By now most fundraisers and nonprofit board members are aware of the massive revenue potential of gift planning (deferred gifts in wills, gifts made through trusts, retirement accounts and the like).
Many people in these circles have heard about the groundbreaking study entitled, “Millionaires and the Millennium: New Estimates of the Forthcoming Wealth Transfer and the Prospects for a Golden Age of Philanthropy.” The study predicted that between 1998 and 2052 a minimum of $41 trillion would pass from one generation to the next in the US. This includes between $6 trillion and as much as $24.8 trillion given to charities through bequests for the same period of time. Updates of the Boston College study show the estimates remain on track.

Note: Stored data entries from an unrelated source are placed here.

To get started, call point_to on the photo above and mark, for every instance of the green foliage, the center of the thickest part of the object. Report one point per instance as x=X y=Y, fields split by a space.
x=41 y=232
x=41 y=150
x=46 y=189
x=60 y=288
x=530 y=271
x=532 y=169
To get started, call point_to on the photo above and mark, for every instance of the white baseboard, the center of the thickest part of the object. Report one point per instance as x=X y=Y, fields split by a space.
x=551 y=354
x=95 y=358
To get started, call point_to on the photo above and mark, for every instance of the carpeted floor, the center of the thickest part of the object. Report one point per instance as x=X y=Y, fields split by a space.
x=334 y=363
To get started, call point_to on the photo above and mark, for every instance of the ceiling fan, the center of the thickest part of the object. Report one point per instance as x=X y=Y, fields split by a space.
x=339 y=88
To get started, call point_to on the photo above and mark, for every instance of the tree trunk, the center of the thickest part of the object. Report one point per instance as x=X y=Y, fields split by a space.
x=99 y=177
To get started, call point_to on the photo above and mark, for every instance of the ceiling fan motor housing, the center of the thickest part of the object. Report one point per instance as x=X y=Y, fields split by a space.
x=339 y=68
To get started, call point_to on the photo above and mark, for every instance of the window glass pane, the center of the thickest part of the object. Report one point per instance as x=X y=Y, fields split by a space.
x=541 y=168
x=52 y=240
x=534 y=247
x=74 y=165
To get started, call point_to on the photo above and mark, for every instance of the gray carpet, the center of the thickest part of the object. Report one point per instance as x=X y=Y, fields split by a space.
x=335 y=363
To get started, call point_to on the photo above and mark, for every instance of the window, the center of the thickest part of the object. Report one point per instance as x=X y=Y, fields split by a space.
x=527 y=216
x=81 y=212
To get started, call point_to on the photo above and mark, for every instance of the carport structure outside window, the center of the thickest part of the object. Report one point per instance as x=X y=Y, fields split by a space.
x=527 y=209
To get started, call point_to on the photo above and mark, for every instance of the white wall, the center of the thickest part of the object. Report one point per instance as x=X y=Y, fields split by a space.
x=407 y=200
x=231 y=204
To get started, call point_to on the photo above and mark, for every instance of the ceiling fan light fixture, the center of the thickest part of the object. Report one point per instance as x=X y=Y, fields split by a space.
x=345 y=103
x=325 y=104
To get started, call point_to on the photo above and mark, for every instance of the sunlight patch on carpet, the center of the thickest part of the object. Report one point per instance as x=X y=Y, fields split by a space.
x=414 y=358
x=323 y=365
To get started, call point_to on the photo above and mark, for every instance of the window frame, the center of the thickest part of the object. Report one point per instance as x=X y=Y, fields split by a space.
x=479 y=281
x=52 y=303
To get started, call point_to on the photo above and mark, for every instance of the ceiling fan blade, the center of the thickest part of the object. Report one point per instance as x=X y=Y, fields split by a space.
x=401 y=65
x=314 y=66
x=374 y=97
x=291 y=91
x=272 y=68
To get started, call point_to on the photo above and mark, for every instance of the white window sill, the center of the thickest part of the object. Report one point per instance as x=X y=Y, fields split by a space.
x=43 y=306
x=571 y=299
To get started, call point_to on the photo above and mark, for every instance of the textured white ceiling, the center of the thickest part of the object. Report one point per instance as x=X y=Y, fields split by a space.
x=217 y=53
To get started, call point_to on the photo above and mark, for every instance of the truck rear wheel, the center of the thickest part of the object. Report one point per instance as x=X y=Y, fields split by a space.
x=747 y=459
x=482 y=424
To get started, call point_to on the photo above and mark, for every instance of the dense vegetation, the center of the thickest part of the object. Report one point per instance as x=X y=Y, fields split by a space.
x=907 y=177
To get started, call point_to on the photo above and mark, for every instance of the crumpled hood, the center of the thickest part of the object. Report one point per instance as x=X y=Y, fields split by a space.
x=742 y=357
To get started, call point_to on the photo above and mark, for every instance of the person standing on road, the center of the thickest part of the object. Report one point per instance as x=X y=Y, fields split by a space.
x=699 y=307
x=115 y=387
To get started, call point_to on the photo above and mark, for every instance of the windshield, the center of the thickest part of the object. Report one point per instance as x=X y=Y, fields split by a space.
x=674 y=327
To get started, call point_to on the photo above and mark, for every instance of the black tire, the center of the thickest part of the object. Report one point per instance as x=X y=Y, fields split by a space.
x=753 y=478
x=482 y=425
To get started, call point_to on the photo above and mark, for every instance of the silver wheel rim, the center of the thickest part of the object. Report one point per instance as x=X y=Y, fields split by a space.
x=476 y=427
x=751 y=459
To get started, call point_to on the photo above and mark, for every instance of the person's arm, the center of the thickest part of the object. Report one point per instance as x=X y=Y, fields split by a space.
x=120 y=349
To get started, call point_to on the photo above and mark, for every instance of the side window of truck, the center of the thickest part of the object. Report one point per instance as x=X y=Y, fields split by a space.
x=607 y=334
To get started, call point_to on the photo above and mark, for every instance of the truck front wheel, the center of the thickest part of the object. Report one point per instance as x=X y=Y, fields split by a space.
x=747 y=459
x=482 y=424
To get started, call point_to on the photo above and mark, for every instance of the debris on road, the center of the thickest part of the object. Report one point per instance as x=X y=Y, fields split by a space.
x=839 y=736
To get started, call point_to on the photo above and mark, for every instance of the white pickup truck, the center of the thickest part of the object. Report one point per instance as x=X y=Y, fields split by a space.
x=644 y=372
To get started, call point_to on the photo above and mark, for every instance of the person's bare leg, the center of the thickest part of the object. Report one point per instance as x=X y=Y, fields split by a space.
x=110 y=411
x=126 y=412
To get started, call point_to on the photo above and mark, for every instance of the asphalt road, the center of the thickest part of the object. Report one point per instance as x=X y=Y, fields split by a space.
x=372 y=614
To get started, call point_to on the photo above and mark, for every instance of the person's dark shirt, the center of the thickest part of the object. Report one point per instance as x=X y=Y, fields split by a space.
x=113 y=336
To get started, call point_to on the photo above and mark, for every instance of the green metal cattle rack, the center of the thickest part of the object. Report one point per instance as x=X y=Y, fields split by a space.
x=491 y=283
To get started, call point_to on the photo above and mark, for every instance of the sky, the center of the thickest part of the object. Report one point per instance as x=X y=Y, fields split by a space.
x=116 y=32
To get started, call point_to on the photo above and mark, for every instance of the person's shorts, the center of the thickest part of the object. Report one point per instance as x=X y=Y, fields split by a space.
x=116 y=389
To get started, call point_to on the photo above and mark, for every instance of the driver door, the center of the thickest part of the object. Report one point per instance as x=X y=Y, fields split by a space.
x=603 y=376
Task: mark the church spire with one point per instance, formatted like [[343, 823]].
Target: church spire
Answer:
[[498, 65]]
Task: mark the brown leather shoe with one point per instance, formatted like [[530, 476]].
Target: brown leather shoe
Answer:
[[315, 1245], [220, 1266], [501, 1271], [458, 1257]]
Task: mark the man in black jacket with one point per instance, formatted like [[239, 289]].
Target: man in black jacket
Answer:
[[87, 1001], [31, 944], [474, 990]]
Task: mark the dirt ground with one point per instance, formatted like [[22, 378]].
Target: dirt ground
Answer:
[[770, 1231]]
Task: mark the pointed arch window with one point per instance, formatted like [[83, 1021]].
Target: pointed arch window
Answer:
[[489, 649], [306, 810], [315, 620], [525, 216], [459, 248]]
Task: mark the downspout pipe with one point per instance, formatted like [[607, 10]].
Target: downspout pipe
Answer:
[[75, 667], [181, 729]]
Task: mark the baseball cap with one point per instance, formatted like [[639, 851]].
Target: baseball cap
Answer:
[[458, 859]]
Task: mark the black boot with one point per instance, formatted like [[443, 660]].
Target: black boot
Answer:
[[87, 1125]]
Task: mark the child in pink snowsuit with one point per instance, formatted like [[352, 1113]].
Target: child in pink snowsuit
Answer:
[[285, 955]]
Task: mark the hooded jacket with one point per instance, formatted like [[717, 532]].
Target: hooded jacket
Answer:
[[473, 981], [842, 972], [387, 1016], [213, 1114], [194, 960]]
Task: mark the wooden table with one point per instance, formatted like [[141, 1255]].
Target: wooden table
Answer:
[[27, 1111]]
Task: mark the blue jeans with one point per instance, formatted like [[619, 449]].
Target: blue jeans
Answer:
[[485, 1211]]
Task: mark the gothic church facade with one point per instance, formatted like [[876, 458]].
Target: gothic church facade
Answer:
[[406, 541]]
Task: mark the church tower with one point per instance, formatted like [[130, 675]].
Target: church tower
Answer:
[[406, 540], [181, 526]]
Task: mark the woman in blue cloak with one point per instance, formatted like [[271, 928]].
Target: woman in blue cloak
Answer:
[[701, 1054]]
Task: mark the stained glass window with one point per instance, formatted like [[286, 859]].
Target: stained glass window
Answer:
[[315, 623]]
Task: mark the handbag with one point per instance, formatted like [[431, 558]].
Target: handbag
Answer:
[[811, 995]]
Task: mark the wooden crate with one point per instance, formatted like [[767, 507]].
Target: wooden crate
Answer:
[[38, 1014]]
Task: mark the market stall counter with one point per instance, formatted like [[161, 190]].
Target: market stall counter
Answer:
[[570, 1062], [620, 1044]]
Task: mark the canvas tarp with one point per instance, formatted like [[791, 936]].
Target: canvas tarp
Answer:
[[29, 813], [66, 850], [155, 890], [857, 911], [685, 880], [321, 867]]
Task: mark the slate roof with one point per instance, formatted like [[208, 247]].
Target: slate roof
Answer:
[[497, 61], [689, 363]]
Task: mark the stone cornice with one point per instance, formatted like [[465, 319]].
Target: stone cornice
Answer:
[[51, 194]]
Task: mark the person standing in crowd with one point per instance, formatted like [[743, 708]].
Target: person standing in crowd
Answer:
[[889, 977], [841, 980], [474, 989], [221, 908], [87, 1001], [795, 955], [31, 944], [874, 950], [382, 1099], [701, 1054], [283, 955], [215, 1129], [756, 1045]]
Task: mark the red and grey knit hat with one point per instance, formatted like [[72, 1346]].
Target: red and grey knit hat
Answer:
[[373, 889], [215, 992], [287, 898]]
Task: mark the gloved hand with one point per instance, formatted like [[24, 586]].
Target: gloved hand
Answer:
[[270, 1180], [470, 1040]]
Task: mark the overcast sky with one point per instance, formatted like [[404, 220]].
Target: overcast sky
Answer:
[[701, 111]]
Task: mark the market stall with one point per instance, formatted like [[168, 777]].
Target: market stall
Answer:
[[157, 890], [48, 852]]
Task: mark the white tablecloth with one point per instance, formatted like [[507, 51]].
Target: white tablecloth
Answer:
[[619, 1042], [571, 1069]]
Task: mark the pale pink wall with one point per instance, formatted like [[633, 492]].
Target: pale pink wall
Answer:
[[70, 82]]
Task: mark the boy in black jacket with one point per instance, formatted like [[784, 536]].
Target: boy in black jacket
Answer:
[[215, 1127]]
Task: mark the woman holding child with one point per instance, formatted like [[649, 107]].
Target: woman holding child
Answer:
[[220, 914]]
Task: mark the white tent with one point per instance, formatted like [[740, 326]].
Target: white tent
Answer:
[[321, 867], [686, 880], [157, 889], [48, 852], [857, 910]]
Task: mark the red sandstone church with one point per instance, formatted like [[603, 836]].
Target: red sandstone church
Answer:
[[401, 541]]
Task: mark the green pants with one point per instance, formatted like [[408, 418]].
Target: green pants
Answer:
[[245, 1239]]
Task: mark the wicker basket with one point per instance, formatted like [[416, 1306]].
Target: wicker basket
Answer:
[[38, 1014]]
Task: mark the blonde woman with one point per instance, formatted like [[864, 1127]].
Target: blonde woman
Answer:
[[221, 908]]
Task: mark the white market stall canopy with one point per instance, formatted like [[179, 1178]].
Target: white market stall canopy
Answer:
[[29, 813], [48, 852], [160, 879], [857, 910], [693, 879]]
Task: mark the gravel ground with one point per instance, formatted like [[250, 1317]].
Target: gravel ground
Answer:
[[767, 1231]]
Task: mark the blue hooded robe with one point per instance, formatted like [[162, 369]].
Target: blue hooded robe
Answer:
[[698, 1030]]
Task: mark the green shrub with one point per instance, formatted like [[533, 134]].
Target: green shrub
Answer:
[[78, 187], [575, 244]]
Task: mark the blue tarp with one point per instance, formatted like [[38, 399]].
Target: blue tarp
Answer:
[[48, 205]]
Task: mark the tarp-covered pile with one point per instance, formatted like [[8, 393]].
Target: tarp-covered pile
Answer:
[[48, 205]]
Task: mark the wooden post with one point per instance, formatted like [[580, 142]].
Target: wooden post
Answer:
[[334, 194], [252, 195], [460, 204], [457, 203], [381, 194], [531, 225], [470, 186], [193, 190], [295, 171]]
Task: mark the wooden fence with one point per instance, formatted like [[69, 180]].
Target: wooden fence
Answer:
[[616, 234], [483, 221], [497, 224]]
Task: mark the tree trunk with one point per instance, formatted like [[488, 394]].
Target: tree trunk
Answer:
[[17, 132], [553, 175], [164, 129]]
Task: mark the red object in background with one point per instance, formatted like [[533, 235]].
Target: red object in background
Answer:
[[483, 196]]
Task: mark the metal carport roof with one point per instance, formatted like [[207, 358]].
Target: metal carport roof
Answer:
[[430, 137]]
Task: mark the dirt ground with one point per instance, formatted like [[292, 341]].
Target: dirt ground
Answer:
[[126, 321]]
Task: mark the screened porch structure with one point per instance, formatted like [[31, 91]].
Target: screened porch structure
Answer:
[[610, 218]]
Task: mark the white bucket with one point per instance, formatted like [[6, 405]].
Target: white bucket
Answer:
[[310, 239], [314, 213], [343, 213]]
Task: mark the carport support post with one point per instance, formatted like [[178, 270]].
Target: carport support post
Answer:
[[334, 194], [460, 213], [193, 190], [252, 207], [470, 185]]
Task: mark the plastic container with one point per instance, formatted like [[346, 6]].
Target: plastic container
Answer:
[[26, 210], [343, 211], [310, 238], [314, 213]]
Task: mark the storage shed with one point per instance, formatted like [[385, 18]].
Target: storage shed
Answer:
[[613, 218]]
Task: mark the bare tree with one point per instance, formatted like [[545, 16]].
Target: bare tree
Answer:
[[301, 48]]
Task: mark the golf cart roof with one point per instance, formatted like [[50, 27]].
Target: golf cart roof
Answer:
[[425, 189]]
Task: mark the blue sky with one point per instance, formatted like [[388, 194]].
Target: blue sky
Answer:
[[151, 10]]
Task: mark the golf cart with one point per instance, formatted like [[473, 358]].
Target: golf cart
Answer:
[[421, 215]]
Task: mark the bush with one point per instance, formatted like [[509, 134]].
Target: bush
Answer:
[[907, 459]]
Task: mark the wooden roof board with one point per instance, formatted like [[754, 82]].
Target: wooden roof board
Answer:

With these massive predictions it remains a mystery why so many charitable organizations don’t seek planned gifts from their regular donors. There are a number of likely reasons for this. The most likely may be that we all worry most, and maybe exclusively, about revenue this year, not in years to come. In a busy world deferred gifts get prioritized back.
Many nonprofits also regard gift planning as technically out of reach. What if you need a lawyer or financial specialist not on staff? But creating a simple bequest society can be accomplished in an afternoon by a development assistant with internet access. Even with more complicated transactions there is so much consultancy expertise available that it doesn’t make sense to turn away from the potential. After all, if you risked loss from a lawsuit you’d find a lawyer. If you stand to gain substantially from a planned gift why wouldn’t you get a consultant to navigate the transaction?
Another reason people shy from gift planning is that they feel their donors are not sufficiently wealthy. This is perhaps the biggest fallacy of all. A regularly donating, childless couple living on a fixed retirement income with a $300,000 home in the suburbs may not be major gifts prospects, but they are certainly six-figure planned gift prospects. Major gifts officers would ignore them. Planned giving officers would put them front and center in their portfolio.
Is your fundraising office systemically ignoring six-figure prospects? Anyone in development would consider that a problem. Some chief development officers can feel intimidated by the esoteric nature of gift planning. They can feel threatened by suggestions that their own program is structurally deficient. But failing to get a gift planning program properly on course is no more than garden variety procrastination. Big remedies can happy very quickly and put you on course
Consider this: at the Cooper Union, a famous private college in New York, half of philanthropic revenue in recent years comes from planned gifts thoughtfully and deliberately put into place a decade ago.
What is your nonprofit’s average bequest gift amount?
Do you have a legacy society that recognizes people today for putting your organization in their will?
Have you personally contacted all your legacy society members within the last 18 months?
What % of your board has made a planned gift commitment and what is the plan to improve that?
Do you have a planned giving plan in writing?
How are planned giving prospects identified and integrated in your donor relationship management process?